Title: Written in the Stars
Author: Alexandria Bellefleur
Narrator: Lauren Sweet
Publisher: Avon
Publication date: November 10, 2020
Print length: 384 pages
Audio length: 11 hours, 11 minute
Genre: Contemporary romance
Source: Purchased
Rating:

Rating: 3.5 out of 5.

With nods to Bridget Jones and Pride and Prejudice, a charming #ownvoices queer rom-com debut about a free-spirited social media astrologer who agrees to fake a relationship with an uptight actuary until New Year’s Eve—with results not even the stars could predict!

After a disastrous blind date, Darcy Lowell is desperate to stop her well-meaning brother from playing matchmaker ever again. Love—and the inevitable heartbreak—is the last thing she wants. So she fibs and says her latest set up was a success. Darcy doesn’t expect her lie to bite her in the ass.

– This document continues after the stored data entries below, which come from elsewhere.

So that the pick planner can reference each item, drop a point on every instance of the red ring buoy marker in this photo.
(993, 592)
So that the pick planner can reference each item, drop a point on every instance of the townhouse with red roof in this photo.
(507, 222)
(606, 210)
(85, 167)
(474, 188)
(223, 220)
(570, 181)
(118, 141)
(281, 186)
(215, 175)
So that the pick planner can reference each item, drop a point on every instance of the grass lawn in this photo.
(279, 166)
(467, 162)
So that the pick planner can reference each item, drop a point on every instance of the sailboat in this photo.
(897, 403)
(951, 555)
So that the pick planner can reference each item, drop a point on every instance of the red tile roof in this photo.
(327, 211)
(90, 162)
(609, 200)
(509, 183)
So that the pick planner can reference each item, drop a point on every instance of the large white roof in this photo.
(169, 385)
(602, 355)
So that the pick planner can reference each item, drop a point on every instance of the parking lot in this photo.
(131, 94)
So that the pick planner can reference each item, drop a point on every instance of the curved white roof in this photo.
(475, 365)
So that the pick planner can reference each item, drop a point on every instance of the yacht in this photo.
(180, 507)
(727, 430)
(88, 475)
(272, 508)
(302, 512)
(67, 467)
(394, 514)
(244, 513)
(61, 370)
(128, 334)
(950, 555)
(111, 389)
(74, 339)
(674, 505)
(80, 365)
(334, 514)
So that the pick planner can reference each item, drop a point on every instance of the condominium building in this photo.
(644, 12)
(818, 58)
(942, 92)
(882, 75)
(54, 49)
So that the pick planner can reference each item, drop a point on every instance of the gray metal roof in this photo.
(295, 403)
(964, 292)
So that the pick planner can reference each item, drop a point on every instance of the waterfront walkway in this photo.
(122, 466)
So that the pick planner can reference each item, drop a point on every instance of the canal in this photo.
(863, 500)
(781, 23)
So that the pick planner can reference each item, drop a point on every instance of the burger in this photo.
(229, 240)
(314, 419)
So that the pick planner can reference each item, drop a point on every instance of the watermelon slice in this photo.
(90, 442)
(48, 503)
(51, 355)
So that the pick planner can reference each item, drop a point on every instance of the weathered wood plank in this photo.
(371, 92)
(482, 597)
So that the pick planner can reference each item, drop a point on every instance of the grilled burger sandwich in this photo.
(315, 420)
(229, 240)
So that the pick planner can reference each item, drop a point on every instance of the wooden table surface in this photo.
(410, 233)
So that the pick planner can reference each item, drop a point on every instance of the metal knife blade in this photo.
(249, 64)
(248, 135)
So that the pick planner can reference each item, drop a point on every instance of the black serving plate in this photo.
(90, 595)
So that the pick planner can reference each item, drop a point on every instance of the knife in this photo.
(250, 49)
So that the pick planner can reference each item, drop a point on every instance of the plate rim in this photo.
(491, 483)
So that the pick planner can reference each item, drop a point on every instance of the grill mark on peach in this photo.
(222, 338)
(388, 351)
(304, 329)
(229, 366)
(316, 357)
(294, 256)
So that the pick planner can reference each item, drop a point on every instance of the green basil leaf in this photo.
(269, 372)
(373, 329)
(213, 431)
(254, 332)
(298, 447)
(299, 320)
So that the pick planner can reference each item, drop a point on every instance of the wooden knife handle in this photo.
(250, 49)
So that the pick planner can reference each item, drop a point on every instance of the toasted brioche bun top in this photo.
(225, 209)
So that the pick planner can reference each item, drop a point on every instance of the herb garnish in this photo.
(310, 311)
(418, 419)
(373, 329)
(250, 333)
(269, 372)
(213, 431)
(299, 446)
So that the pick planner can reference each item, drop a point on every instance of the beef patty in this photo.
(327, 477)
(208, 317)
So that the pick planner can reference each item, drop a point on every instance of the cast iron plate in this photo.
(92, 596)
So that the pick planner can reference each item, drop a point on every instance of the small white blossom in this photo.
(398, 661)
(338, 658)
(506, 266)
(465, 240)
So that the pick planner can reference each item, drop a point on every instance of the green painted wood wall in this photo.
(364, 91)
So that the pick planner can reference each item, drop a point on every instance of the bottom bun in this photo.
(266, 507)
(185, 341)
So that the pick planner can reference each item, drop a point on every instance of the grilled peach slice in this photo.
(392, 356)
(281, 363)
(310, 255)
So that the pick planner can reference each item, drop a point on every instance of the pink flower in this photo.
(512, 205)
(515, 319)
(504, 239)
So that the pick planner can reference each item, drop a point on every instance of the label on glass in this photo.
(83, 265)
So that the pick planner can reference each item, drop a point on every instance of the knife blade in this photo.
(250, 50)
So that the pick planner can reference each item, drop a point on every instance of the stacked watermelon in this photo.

Elle Jones, one of the astrologers behind the popular Twitter account, Oh My Stars, dreams of finding her soul mate. But she knows it is most assuredly not Darcy… a no-nonsense stick-in-the-mud, who is way too analytical, punctual, and skeptical for someone as free-spirited as Elle. When Darcy’s brother—and Elle’s new business partner—expresses how happy he is that they hit it off, Elle is baffled. Was Darcy on the same date? Because… awkward.

When Darcy begs Elle to play along, she agrees to pretend they’re dating to save face. But with a few conditions: Darcy must help Elle navigate her own overbearing family over the holidays and their arrangement expires on New Year’s Eve. The last thing they expect is to develop real feelings during a fake relationship.

But maybe opposites can attract when true love is written in the stars?

The synopsis really says it all — Written in the Stars is a fake-dating, opposites-attract romance with a guaranteed HEA, but with a few bumps along the road.

Darcy is a (gorgeous) tightly-wound actuary who likes her world orderly, clean, and easily analyzed and compartmentalized; Elle is a (super-adorable) astrologist who likes gel pens, glitter, marching to her own drummer, and a certain amount of chaos. They have nothing in common — yet somehow, their fake-dating arrangement starts to feel more and more real as they have fun together, learn to see beneath their surfaces, and (obviously) recognize that they have a major spark going on.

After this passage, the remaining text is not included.